When we enter a room, we seem to see the entire scene at a glance. But, really, it takes time to see — to apprehend all the details and see if they confirm our expectations and beliefs. Our first impressions often have to be revised. Still, one wonders how so many kinds of visual cues can lead so quickly to consistent views. What could explain the blinding speed of sight?
The secret is that sight is intertwined with memory. When face to face with someone you've just met, you seem to react almost instantly — but not as much to what you see as to what that sight reminds you of. The moment you sense the presence of a person, a whole world of assumptions is aroused that are usually true about people in general. At the same time, certain superficial cues remind you of particular people you've already met. Unconsciously, then, you will assume that this stranger must also resemble them, not only in appearance but in other traits as well. No amount of self-discipline can keep those superficial similarities from provoking assumptions that may then affect your judgments and decisions. When we disapprove of this, we complain about stereotypes — and when we sympathize with it, we speak of sensitivity and empathy.
It's much the same with language, too. If someone said, It's raining frogs, your mind would swiftly fill with thoughts about the origins of those frogs, about what happens to them when they hit the ground, about what could have caused that peculiar plague, and about whether or not the announcer had gone mad. Yet the stimulus for all of this is just three words. How do our minds conceive such complex scenes from such sparse cues? The additional details must come from memories and reasoning.

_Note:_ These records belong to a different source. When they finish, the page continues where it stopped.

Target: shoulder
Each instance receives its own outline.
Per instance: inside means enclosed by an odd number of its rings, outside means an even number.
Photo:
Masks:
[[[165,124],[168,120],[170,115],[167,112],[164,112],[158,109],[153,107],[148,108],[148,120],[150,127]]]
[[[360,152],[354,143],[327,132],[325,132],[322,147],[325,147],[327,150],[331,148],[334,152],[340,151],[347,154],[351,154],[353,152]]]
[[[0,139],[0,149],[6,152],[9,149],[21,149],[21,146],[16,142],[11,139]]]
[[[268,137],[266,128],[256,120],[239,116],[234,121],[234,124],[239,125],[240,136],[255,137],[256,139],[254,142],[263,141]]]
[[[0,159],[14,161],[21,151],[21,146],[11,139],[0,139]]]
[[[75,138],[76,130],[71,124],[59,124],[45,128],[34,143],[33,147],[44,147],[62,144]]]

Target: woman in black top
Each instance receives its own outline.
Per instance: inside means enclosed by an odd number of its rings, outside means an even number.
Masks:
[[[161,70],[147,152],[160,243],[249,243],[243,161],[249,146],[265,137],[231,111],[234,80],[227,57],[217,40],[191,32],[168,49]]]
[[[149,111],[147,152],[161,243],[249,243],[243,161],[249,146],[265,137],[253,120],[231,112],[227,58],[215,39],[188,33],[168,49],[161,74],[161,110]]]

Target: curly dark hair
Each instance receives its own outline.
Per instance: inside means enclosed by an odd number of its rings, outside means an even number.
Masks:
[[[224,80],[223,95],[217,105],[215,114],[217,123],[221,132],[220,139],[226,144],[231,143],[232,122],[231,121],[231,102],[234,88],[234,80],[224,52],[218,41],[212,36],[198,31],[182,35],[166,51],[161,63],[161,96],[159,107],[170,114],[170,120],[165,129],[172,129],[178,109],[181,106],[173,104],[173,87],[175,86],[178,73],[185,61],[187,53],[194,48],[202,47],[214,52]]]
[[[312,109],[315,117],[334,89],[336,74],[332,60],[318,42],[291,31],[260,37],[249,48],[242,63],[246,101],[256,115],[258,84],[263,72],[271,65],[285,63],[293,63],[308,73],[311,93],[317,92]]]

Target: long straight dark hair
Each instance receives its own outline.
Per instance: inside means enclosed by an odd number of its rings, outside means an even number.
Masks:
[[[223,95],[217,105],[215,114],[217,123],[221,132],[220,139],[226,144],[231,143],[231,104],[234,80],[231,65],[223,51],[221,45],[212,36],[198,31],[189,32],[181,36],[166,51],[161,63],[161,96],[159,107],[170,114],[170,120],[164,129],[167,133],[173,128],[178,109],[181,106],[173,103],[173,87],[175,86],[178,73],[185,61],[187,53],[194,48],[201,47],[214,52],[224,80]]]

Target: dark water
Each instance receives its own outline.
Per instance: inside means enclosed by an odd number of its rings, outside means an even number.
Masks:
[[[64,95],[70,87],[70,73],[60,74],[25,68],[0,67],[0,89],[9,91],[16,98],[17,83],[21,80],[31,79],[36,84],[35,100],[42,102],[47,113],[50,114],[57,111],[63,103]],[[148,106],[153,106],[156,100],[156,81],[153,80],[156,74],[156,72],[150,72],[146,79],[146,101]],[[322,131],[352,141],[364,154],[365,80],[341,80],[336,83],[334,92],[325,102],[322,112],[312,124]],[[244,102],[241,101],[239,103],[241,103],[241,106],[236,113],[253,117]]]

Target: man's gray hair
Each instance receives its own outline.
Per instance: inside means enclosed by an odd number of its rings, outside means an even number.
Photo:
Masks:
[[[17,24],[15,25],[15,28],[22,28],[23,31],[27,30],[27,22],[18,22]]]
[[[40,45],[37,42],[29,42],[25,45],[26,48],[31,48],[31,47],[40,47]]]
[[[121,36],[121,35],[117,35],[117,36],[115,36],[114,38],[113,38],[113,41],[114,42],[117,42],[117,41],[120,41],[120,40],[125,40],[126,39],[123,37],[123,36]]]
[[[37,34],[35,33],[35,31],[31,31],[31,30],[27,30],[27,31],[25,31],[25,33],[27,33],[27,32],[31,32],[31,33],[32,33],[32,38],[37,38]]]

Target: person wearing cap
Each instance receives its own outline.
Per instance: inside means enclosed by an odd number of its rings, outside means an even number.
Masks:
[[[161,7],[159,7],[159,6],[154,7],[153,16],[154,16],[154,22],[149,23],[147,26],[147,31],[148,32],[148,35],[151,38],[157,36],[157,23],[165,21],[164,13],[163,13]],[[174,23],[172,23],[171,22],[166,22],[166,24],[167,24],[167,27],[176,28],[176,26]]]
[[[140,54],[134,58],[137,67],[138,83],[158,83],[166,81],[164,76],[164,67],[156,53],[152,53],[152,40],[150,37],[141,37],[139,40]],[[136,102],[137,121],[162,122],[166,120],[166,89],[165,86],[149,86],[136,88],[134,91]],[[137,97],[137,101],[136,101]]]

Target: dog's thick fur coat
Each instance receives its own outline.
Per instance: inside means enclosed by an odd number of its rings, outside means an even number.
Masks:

Most older theories in psychology could not account for how a mind could do such things — because, I think, those theories were based on ideas about chunks of memory that were either much too small or much too large. Some of those theories tried to explain appearances only in terms of low-level cues, while other theories tried to deal with entire scenes at once. None of those theories ever got very far. The next few sections describe what seems to be a useful compromise; at least it has led to some better results in some projects concerned with Artificial Intelligence. Our idea is that each perceptual experience activates some structures that we'll call frames — structures we've acquired in the course of previous experience. We all remember millions of frames, each representing some stereotyped situation like meeting a certain kind of person, being in a certain kind of room, or attending a certain kind of party.